In this study, we have provided a comprehensive analysis of the Brexit-debate on the online Twitter platform. Britain’s split from the European Union is one of the most important political happening of recent times as well as being one of the most debated events almost from the moment the idea was broached, and this is testified by the large volume of tweets containing the term Brexit. Compared to previous studies, in our work we explored an exhaustive and updated Brexit-related Twitter activity, occurred between December 2018 and February 2020 and our investigation has been aimed at building up an understanding of the online debate around Brexit and its dynamic across time.

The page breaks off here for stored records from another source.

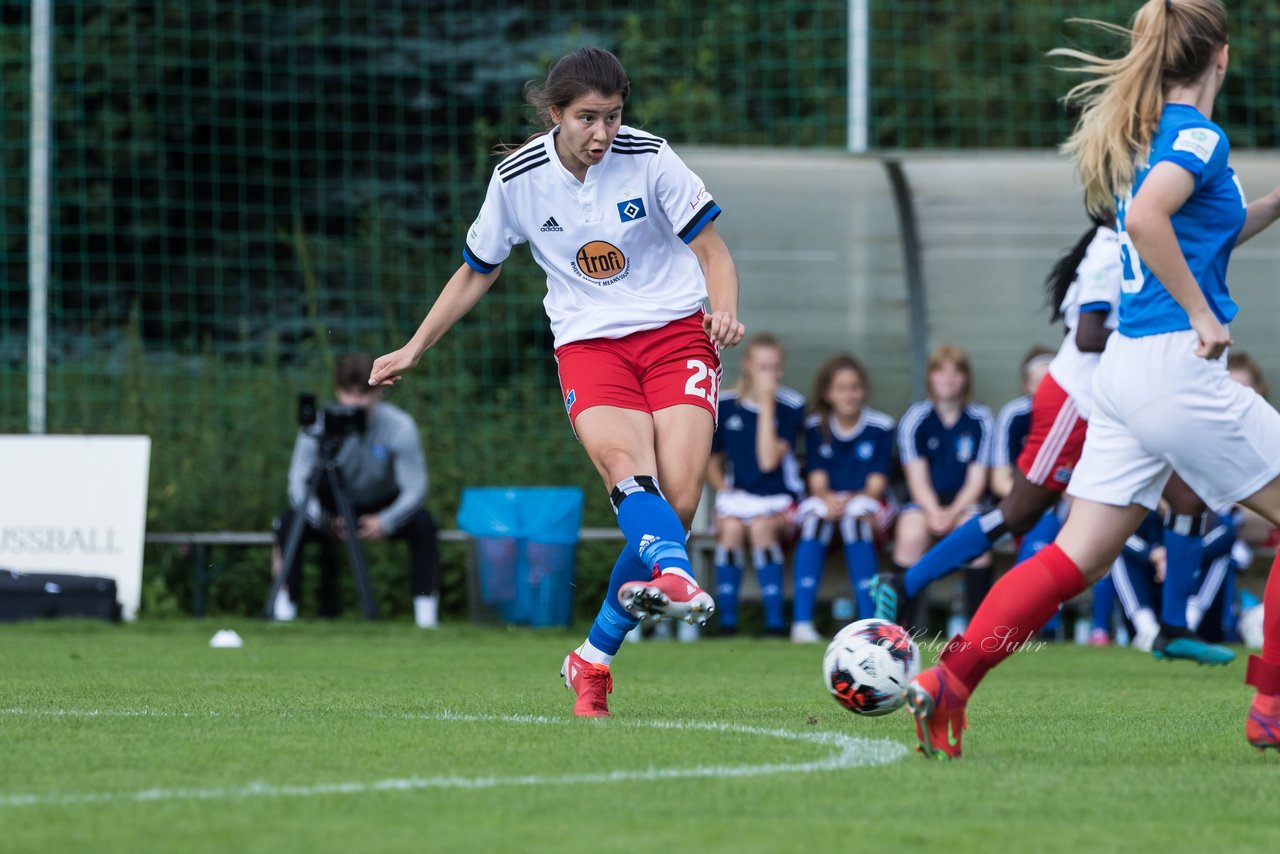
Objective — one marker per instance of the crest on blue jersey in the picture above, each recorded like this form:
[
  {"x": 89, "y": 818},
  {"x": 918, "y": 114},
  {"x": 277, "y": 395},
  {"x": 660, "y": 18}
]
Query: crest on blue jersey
[{"x": 631, "y": 210}]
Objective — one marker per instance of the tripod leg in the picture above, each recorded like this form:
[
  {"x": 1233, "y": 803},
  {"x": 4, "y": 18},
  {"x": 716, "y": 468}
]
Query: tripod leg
[
  {"x": 292, "y": 543},
  {"x": 357, "y": 555}
]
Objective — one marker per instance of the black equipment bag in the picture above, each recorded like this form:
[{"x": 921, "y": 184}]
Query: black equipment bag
[{"x": 31, "y": 596}]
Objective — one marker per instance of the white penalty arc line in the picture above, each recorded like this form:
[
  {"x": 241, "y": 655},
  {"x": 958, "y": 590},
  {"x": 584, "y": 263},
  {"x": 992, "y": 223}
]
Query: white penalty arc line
[{"x": 846, "y": 752}]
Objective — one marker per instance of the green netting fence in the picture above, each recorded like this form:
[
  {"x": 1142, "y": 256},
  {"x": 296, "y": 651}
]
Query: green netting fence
[{"x": 245, "y": 188}]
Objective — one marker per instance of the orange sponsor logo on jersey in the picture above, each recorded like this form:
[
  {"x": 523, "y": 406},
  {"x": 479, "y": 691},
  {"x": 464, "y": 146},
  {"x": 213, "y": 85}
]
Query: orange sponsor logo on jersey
[{"x": 600, "y": 260}]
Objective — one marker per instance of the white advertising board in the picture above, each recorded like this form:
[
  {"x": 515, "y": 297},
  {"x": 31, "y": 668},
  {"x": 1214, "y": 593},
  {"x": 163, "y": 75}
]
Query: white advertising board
[{"x": 77, "y": 505}]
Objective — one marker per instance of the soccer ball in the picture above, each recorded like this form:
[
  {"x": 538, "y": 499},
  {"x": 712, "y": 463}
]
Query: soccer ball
[{"x": 868, "y": 665}]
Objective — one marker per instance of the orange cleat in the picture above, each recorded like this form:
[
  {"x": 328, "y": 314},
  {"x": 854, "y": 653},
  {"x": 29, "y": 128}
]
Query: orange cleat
[
  {"x": 937, "y": 700},
  {"x": 592, "y": 684},
  {"x": 667, "y": 594},
  {"x": 1262, "y": 726}
]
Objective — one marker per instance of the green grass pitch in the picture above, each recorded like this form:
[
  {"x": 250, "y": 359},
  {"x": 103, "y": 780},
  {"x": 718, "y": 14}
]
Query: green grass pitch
[{"x": 383, "y": 738}]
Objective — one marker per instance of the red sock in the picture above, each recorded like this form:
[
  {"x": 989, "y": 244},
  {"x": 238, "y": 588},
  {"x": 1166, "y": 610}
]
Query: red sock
[
  {"x": 1019, "y": 603},
  {"x": 1264, "y": 672}
]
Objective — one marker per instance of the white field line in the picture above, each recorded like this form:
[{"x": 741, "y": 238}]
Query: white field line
[{"x": 845, "y": 752}]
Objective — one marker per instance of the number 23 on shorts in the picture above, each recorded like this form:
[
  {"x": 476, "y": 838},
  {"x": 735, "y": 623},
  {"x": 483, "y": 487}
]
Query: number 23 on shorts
[{"x": 703, "y": 383}]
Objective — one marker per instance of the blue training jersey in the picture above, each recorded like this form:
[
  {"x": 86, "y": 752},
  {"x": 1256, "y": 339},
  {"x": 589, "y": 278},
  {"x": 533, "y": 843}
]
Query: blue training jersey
[
  {"x": 850, "y": 457},
  {"x": 1013, "y": 425},
  {"x": 1207, "y": 225},
  {"x": 949, "y": 450},
  {"x": 735, "y": 438}
]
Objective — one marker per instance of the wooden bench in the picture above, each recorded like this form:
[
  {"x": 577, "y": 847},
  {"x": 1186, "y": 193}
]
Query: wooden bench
[{"x": 201, "y": 544}]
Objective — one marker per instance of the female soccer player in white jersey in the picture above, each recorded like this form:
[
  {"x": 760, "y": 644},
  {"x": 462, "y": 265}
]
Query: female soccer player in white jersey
[
  {"x": 624, "y": 231},
  {"x": 1084, "y": 290},
  {"x": 1162, "y": 396}
]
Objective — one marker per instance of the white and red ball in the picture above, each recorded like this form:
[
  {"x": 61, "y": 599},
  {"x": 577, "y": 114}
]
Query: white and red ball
[{"x": 868, "y": 665}]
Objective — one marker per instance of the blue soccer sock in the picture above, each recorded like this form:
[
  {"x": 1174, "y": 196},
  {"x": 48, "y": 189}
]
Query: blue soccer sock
[
  {"x": 1184, "y": 551},
  {"x": 860, "y": 562},
  {"x": 650, "y": 525},
  {"x": 1104, "y": 602},
  {"x": 955, "y": 549},
  {"x": 807, "y": 567},
  {"x": 728, "y": 583},
  {"x": 612, "y": 622},
  {"x": 768, "y": 570}
]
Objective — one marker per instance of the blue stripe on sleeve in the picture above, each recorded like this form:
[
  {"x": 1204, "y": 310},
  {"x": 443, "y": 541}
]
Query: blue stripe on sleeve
[
  {"x": 475, "y": 263},
  {"x": 712, "y": 213}
]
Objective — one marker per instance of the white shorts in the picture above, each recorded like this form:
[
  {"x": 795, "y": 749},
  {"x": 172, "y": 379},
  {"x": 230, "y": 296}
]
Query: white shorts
[
  {"x": 1159, "y": 407},
  {"x": 735, "y": 503}
]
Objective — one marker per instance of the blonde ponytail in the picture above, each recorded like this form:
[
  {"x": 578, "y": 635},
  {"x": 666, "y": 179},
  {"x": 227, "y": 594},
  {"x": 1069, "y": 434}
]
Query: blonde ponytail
[{"x": 1170, "y": 42}]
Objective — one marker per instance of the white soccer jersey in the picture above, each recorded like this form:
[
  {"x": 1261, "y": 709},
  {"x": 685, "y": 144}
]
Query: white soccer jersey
[
  {"x": 613, "y": 247},
  {"x": 1097, "y": 284}
]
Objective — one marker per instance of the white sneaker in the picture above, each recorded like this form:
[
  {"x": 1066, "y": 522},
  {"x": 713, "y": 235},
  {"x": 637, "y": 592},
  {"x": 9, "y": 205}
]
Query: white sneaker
[
  {"x": 804, "y": 633},
  {"x": 426, "y": 611},
  {"x": 283, "y": 610}
]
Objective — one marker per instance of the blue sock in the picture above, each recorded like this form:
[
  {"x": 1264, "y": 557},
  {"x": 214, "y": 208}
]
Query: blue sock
[
  {"x": 768, "y": 570},
  {"x": 650, "y": 524},
  {"x": 612, "y": 622},
  {"x": 862, "y": 563},
  {"x": 728, "y": 581},
  {"x": 1184, "y": 553},
  {"x": 807, "y": 567},
  {"x": 1104, "y": 602},
  {"x": 955, "y": 549}
]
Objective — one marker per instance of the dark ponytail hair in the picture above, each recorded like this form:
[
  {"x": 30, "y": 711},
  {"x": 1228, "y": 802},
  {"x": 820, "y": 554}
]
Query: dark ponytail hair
[
  {"x": 586, "y": 69},
  {"x": 1060, "y": 278}
]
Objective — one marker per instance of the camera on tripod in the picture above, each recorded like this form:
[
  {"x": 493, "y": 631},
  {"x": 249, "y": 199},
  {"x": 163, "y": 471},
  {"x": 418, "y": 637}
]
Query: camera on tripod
[{"x": 336, "y": 421}]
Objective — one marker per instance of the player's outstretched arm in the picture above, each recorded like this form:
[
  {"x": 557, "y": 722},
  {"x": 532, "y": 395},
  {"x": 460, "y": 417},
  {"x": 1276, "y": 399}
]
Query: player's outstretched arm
[
  {"x": 1260, "y": 214},
  {"x": 460, "y": 295},
  {"x": 722, "y": 323}
]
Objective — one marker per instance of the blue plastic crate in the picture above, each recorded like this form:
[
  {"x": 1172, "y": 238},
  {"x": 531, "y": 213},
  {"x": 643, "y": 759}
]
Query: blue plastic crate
[{"x": 525, "y": 549}]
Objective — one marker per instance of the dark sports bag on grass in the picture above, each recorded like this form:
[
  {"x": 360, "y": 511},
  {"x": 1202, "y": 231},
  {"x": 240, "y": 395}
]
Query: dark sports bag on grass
[{"x": 32, "y": 596}]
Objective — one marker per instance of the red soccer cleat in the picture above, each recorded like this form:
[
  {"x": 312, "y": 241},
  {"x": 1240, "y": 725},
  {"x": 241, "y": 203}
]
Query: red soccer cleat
[
  {"x": 1262, "y": 726},
  {"x": 667, "y": 594},
  {"x": 592, "y": 684},
  {"x": 937, "y": 700}
]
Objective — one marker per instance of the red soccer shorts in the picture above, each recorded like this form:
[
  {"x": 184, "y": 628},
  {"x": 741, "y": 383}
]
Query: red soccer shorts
[
  {"x": 645, "y": 370},
  {"x": 1056, "y": 438}
]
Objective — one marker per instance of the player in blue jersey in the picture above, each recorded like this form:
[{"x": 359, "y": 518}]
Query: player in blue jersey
[
  {"x": 1146, "y": 145},
  {"x": 755, "y": 476},
  {"x": 945, "y": 447},
  {"x": 624, "y": 231},
  {"x": 849, "y": 452}
]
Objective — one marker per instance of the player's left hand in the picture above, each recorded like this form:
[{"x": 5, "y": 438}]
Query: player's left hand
[
  {"x": 391, "y": 369},
  {"x": 1214, "y": 337},
  {"x": 370, "y": 528},
  {"x": 723, "y": 328}
]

To map Twitter info-sphere, we collected more than 135 million Brexit-related tweets. The temporal analysis of Twitter traffic allows to clearly identify the key dates in the UK’s divorce from the EU, supporting the role of Twitter as a communication channel exploited by political and social actors as well individuals to spread information and news. Also the hashtag dynamic follows closely the Brexit timeline and reveals two opposite viewpoints: hard “brexiteers” who would exit the EU with no deal, and, on the other side, remainers who support people’s vote campaign and call for a second referendum on the final Brexit deal. Apart from some hashtags that are popular only over a limited time frame, the hashtag evolution shows a high permanence and stability, confirming the results of Romero et al. (2011) on the persistence of hashtags on politically controversial topics. According to the authors, this is an example of the “complex contagion” principle which states that repeated exposures to an idea are particularly crucial when the idea is in some way controversial or contentious.

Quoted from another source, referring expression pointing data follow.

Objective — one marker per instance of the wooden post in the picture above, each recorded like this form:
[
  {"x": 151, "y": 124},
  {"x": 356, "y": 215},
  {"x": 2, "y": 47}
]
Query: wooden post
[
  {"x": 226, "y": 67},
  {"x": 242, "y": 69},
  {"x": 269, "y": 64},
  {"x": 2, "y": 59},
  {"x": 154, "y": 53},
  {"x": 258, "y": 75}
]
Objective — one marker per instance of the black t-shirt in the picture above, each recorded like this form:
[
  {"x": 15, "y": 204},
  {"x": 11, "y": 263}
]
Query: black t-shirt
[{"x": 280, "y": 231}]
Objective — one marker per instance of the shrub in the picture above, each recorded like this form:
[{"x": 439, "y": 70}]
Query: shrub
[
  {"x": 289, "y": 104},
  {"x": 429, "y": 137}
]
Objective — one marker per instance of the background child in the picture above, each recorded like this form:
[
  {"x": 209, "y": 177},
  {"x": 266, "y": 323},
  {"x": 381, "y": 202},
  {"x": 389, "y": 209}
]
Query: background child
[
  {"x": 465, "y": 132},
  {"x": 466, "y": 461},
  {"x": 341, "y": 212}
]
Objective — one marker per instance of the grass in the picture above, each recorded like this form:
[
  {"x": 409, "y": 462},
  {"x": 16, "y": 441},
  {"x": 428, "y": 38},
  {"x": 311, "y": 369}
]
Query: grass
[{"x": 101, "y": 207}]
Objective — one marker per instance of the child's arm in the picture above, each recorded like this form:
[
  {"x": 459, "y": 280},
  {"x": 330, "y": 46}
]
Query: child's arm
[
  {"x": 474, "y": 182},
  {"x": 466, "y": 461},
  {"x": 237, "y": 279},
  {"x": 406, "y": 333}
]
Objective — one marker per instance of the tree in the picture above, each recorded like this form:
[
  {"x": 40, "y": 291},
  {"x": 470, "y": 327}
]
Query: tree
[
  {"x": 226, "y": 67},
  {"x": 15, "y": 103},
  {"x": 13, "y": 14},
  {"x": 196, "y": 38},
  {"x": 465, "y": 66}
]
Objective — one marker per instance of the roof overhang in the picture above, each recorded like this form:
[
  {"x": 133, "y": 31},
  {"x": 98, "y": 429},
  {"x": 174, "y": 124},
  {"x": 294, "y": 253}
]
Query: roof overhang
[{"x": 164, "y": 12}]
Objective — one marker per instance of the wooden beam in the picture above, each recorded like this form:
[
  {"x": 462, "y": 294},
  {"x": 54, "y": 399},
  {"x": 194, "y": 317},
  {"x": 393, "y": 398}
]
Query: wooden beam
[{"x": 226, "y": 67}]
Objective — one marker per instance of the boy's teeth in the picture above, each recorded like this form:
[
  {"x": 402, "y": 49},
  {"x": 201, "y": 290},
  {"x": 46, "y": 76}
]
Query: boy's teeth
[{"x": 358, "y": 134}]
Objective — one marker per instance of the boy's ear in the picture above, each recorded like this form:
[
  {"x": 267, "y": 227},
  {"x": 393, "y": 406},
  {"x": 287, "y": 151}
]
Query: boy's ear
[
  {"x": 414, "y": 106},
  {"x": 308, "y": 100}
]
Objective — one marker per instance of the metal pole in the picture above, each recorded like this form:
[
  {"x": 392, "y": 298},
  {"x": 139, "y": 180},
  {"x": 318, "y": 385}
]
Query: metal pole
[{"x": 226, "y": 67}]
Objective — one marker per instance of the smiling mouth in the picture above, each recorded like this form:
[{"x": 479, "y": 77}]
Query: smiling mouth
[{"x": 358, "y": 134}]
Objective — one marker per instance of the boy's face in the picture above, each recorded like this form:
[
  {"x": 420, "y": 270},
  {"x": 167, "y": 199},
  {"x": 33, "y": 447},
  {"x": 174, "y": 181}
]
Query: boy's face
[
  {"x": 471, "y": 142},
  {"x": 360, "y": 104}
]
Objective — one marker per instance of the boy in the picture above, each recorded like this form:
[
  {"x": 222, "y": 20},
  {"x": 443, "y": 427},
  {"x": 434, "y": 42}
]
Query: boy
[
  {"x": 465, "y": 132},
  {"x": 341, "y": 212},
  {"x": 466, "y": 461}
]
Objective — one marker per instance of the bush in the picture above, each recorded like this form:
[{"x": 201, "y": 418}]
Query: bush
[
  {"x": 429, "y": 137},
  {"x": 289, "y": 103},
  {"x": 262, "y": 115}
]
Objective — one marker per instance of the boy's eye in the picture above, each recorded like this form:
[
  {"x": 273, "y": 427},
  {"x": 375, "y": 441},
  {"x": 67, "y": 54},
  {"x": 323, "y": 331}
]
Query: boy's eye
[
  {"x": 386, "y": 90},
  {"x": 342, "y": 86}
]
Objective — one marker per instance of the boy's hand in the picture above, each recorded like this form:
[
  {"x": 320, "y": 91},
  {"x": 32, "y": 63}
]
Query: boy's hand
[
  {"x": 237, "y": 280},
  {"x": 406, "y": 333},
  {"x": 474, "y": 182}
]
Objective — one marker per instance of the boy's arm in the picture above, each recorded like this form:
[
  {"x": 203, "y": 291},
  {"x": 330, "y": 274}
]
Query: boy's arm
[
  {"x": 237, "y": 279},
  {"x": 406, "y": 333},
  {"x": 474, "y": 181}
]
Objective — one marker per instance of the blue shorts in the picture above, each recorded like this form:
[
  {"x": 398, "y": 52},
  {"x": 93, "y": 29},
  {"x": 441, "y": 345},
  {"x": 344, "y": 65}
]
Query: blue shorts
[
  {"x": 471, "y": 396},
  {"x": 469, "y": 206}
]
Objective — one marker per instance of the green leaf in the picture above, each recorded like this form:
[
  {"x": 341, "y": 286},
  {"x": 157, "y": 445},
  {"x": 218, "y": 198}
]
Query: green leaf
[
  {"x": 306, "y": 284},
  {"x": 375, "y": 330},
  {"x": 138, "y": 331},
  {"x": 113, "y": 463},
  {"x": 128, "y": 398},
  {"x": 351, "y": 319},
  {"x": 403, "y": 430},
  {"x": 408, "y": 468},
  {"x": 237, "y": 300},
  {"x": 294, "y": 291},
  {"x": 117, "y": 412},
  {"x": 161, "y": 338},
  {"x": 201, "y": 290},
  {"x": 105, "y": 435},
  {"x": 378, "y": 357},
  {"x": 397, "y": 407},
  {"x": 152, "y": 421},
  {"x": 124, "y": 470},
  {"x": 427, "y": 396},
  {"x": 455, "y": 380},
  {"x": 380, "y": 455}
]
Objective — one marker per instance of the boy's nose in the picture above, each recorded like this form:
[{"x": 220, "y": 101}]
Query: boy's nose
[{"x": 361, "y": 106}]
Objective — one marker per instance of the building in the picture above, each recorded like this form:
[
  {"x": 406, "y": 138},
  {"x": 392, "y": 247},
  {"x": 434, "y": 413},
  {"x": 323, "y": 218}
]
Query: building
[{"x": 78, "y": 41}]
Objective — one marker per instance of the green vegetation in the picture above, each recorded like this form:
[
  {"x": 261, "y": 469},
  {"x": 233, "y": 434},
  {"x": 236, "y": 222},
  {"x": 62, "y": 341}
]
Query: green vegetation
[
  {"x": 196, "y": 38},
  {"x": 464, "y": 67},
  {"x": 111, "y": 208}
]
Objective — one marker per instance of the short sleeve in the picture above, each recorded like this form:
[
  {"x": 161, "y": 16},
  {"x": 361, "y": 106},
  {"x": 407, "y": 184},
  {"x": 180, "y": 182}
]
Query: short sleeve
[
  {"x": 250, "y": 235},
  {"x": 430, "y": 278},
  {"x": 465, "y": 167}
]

The clear temporal evolution of the debate and its links to the most relevant events in the Brexit process is registered also in the latent topics retrieved by the probabilistic topic models which testify Twitter’s role inside the information dissemination process. The use of LDA models enabled us to gain valuable insights into various aspects of the debate. Use of the static model revealed transient topics (having a significant localisation in time) inspired by the general sequence of events, while the main underlying topics that have characterised the debate from start to finish were captured by the dynamic model: these are not localised in time, but they represent the fundamental elements of the Brexit debate.

An interesting aspect to further investigate, and a possible dimension for our future research on intermedia agenda setting in the spread of information on Brexit, is the mechanism of content transfers between traditional mass media and social media. Questions exist over the extent and the direction of the interaction between those two categories of media (Rogstad 2016; Harder et al. 2017). Su and Borah (2019), comparing the agendas on Twitter and newspapers through rank-order and cross-lagged correlations between both platforms, have found out that Twitter is more likely to influence newspapers agenda in terms of breaking news, whereas newspapers are more likely to lead Twitters agenda in terms of ongoing discussions during non-breaking news periods. The analysis of the intermedia agenda setting can be accomplished by using time series models to identify influence in media networks as well as convergence behaviour in the topics being discussed across source (Meraz 2011).